# Projet MALAP

## Réalisé par Tong Zhao, Quentin Duchemin et Pierre Boyeau

In [57]:
import  numpy as np
import matplotlib.pyplot as plt
from tools import *
from sklearn.metrics.pairwise import cosine_distances
from scipy import stats

In [47]:
def load_usps(filename):
    with open(filename,"r") as f:
        f.readline()
        data =[ [float(x) for x in l.split()] for l in f if len(l.split())>2]
    tmp = np.array(data)
    return tmp[:,1:],tmp[:,0].astype(int)

def get_usps(l,datax,datay):
    """ l : liste des chiffres a extraire"""
    if type(l)!=list:
        resx = datax[datay==l,:]
        resy = datay[datay==l]
        return resx,resy
    tmp =  list( zip(*[get_usps(i,datax,datay) for i in l]))
    tmpx,tmpy = np.vstack(tmp[0]),np.hstack(tmp[1])
    idx = np.random.permutation(range(len(tmpy)))
    return tmpx[idx,:],tmpy[idx]

def show_usps(data):
    plt.imshow(data.reshape((16,16)),interpolation="nearest",cmap="gray")

## Data processing

In [161]:
# Définition de la base d'apprentissage
xuspstrain,yuspstrain = load_usps("datas/usps/USPS_train.txt")
xuspstrain,yuspstrain = get_usps([8,3],xuspstrain,yuspstrain)
data = xuspstrain[:1800,:]
yuspstrain = yuspstrain[:1800]
(n,m) = np.shape(data)

# shuffle data
idx = np.random.permutation(n)
data = data[idx]
yuspstrain = yuspstrain[idx]

# Pourcentage de la base d'apprentissage non étiquettée
percent_u = 50./100.
# nombre de données non étiquettées
U = int(percent_u * n)
# nombre de données étiquettées
L =  n-U

# étiquettes connues
labels = yuspstrain[:L]
# étiquettes à prédire
labpredire = yuspstrain[L:]

print("Load data...\n")
print("Data shape: %d * %d" % data.shape)
print("\nLabeled num: %d" % L)
print("\nUnlabeld num: %d" % U)

Load data...

Data shape: 1200 * 256

Labeled num: 600

Unlabeld num: 600


## Baseline - K plus proche voisins 

In [153]:
class KNN:
    
    def __init__(self, k):
        self.k = k
        
    def fit(self, data, labels):
        self.N = data.shape[0]
        L = labels.shape[0]
        
        # calculate distance
        self.W = cosine_distances(data[L:], data[:L])
        self.labels = labels
        
    def predict(self):
        
        idx = np.argsort(self.W, axis = 1)[:, :self.k]
        bag = self.labels[idx]
        predict, _ = stats.mode(bag, axis = 1)
        
        return predict
    
    def score(self, labels):
        return (self.predict()==labels.reshape((-1, 1))).mean()

In [157]:
M = KNN(10)
M.fit(data,labels)
print("The score of Diffusion by knn is %f" % M.score(labpredire))
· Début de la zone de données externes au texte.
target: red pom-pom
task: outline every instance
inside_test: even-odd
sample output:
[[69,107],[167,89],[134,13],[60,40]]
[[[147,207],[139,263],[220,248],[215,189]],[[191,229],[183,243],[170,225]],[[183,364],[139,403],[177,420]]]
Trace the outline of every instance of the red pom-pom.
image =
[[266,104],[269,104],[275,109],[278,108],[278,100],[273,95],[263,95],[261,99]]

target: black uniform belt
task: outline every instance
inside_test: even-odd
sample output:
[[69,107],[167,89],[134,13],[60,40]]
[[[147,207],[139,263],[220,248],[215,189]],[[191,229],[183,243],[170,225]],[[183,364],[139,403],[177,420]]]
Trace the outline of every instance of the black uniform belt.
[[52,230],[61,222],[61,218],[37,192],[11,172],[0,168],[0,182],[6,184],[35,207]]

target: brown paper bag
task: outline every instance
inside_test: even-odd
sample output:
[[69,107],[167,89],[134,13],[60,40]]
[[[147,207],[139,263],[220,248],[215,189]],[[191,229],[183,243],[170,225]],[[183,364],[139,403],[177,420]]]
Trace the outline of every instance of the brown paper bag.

The score of Diffusion by knn is 0.960000


## 1. Classification using simply threshold

In [158]:
class DiffusionTRESH:
    def __init__(self,percent_u):
        self.percent_u = percent_u
        
    def predict(self, data):
        n, m = data.shape
        U = int(self.percent_u * n)
        L = n-U
        set_labels = np.unique(self.labels)
        y = np.zeros((L,len(set_labels)))
        label_to_ind = {}
        for j in range(len(set_labels)):
            label_to_ind[set_labels[j]] = j
        for i in range(L):
            y[i,label_to_ind[self.labels[i]]] = 1
        fu = np.dot(np.dot(np.linalg.inv(self.D[L:,L:]-self.W[L:,L:]),self.W[L:,:L]),y)
        prediction = np.ones(U)
        # application de la procédure : Threshold pour la classification
        for i in range(U):
            prediction[i] = set_labels[np.argmax(fu[i])]
        return prediction          
            
    def fit(self, data, labels):
        self.labels = labels
        n, m = data.shape
        self.W = np.ones((n,n))
        sigmas = np.array([5 for i in range(m)])
        for i in range(n):
            for j in range(i+1,n):
                poids = np.exp(-np.sum((data[i,:]-data[j,:])**2/sigmas**2))
                self.W[i,j] = poids
                self.W[j,i] = poids
        diago = np.sum(self.W,axis=1)
        self.D = np.diag(diago)
        
    def score(self,data,labels):
        return (self.predict(data)==labels).mean()


In [159]:
M = DiffusionTRESH(percent_u)
M.fit(data,labels)
print("The score of Diffusion by threshold is %f" % M.score(data,labpredire))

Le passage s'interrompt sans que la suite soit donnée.